Precisão e Recall
- Created by
- Renato Passos, Eng. de Software
- Reviewed by
- Renato Passos, Eng. de Software
Last updated: Apr 18, 2026
Formula
P=TP/(TP+FP), R=TP/(TP+FN)
About this calculator
The Precision and Recall calculator is a fundamental statistical tool in machine learning and classification model evaluation. It enables the calculation of two crucial metrics: Precision and Recall. Precision is the ratio of true positives (TP) to the sum of true positives and false positives (FP), indicating the model's accuracy. Recall, on the other hand, is the ratio of true positives to the sum of true positives and false negatives (FN), reflecting the model's ability to detect all relevant cases.

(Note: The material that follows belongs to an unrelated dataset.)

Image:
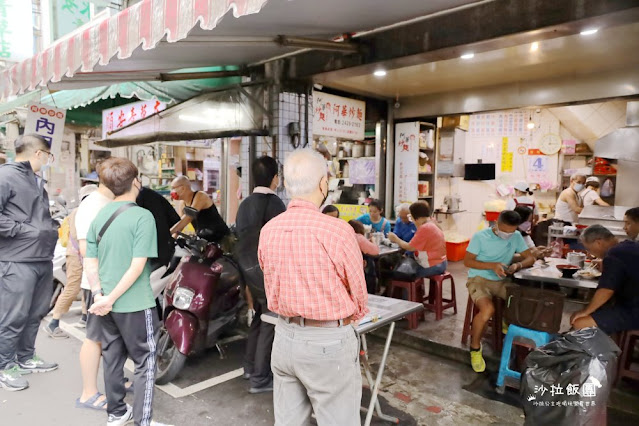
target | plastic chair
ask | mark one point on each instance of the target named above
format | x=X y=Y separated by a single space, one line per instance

These metrics are calculated based on the formulas: Precision (P) = TP / (TP + FP) and Recall (R) = TP / (TP + FN). It's essential to understand that high Precision values do not necessarily imply high Recall values and vice versa. The choice of one over the other as a primary metric depends on the context and objectives of the model. For instance, in medical diagnostics, Recall is often prioritized to ensure no case is erroneously dismissed.
When using this calculator, it's important to consider common concerns related to the interpretation of these metrics. A model may exhibit high Precision, but if false negatives are severe or frequent, a low Recall can be problematic. Similarly, a high Recall can be achieved at the expense of low Precision, resulting in many false positives and wasted resources.
To effectively utilize this calculator, it's crucial to have a clear understanding of true positives, false positives, and false negatives in the context of your specific problem. This ensures that the calculated metrics are correctly interpreted and meaningfully applied to improve model performance.
Frequently asked questions
What is Precision in a classification model?
Precision is the ratio of true positives to the sum of true positives and false positives, indicating the model's accuracy.
Why is Recall important in certain contexts?
Recall is crucial in contexts where it's vital to detect all relevant cases, such as in medical diagnostics, to avoid false negatives.
How to interpret a model with high Precision and low Recall?
A model with high Precision and low Recall is accurate but fails to detect many relevant cases, indicating a tendency towards false negatives.
Can I improve Precision and Recall simultaneously?
Yes, by adjusting the model and its settings, but often improvements in one metric can affect the other.
What are the limitations of Precision and Recall metrics?
Limitations include dependence on class distribution in the dataset and the need to define what constitutes a true positive, false positive, and false negative.